Yup, five years ago I asked "Do we definitely already know it's going to be possible to deploy self-driving cars in an economically meaningful way?" and got the answer "yes", on a story titled "GM says it will put fleets of self-driving cars in cities in 2019"!
The problem is, can alignment occur before the relevant capabilities have been developed? LLMs, for example, (although very good at impersonating and talking to humans and having good world models) are particularly poor at structured reasoning and planning which are the capabilities that will actually be so dangerous. I don't believe superintelligence will be a LLM with chain-of-thought reasoning. If it's a different architecture then once again a lot of alignment work won't be relevant.
Yes, many angles on the alignment problem can be studied now, and have started making good progress recently. Some things will turn out in retrospect to not have been relevant, due to architectural shifts, but not everything. Some things are specific to LLMs; some things are specific to transformers but not to language-model transformers; some things are conceptual and likely to still apply to quite-different systems; and some things are just field-building and not specific to any architecture at all.
Eg in mechanistic interpretability, there are a lot of findings on LLMs that turn out to generalize across a wider set of NN architectures. Eg https://transformer-circuits.pub/2022/solu/index.html is something that couldn't be done without access to LLMs, but which looks likely to generalize into future architectures.
>... the risk of a superintelligence taking over the world no longer looks distant and abstract.
Can we please stop floating this as a threat? This is the more science-fiction than reality at this point and it does a great disservice to humanity. The more we keep pushing the idea that AI is the threat and not the people controlling it the less we will be focused on mitigating global risk.
It is far more likely that someone else will leverage an AI to attempt to expand their influence or dominion. Putin has essentially already stated views on this matter and we should assume groups within all adequately advanced nations will be working toward this end either independently or cooperatively.
So once again, humans are the dangerous part, clearly, if we didn't have destructive tendencies in our psyche that we're using to train these models, we wouldn't build things that would be interested in destruction.
Interesting.
I don't think we're as intelligent as we believe we are which I doubt we will ever actually build a super intelligence, we're too stupid. Even something 10x smarter than us may actually be quite "stupid".

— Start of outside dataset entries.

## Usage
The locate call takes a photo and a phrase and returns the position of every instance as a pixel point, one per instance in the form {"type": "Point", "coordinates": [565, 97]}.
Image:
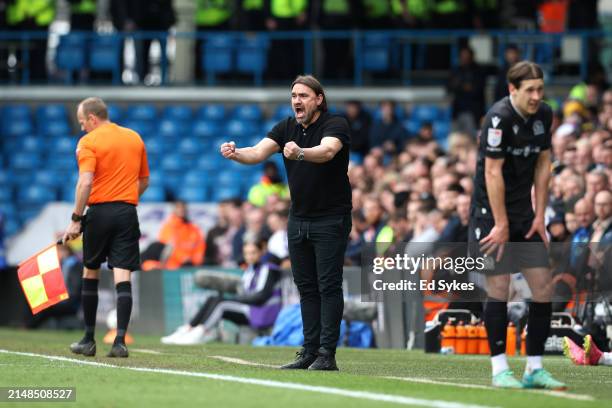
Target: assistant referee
{"type": "Point", "coordinates": [315, 146]}
{"type": "Point", "coordinates": [113, 174]}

You're neglecting to consider the power of recursion.
Maybe the best and necessary tool in aligning GPT-N is GPT-(N-1).
We've already in just the past few weeks seen the power in using models to generate instructive fine tuning data.
Don't you think aligned models might be able to be applied to better aligning future models in ways that we can't yet anticipate because capability discovery is occurring on a week by week basis and not a six month or longer basis?
But not fast enough. I really don't want to overstate the capabilities of current-generation AI systems; they're not superintelligences and have giant holes in their cognitive capabilities. But the rate at which these systems are improving is extreme. Given the size and speed of the jump from GPT-3 to GPT-3.5 to GPT-4 (and similar lower-profile jumps in lower-profile systems inside the other big AI labs), and looking at what exists in lab-prototypes that aren't scaled-out into products yet, the risk of a superintelligence taking over the world no longer looks distant and abstract.
And, that will be amazing! A superintelligent AGI can solve all of humanity's problems, eliminate poverty of all kinds, and advance medicine so far we'll be close to immortal. But that's only if we successfully get that first superintelligent system right, from an alignment perspective. If we don't get it right, that will be the end of humanity. And right now, it doesn't look like we're going to figure out how to do that in time. We need to buy time for alignment progress, and we need to do it now, before proceeding head-first into superintelligence.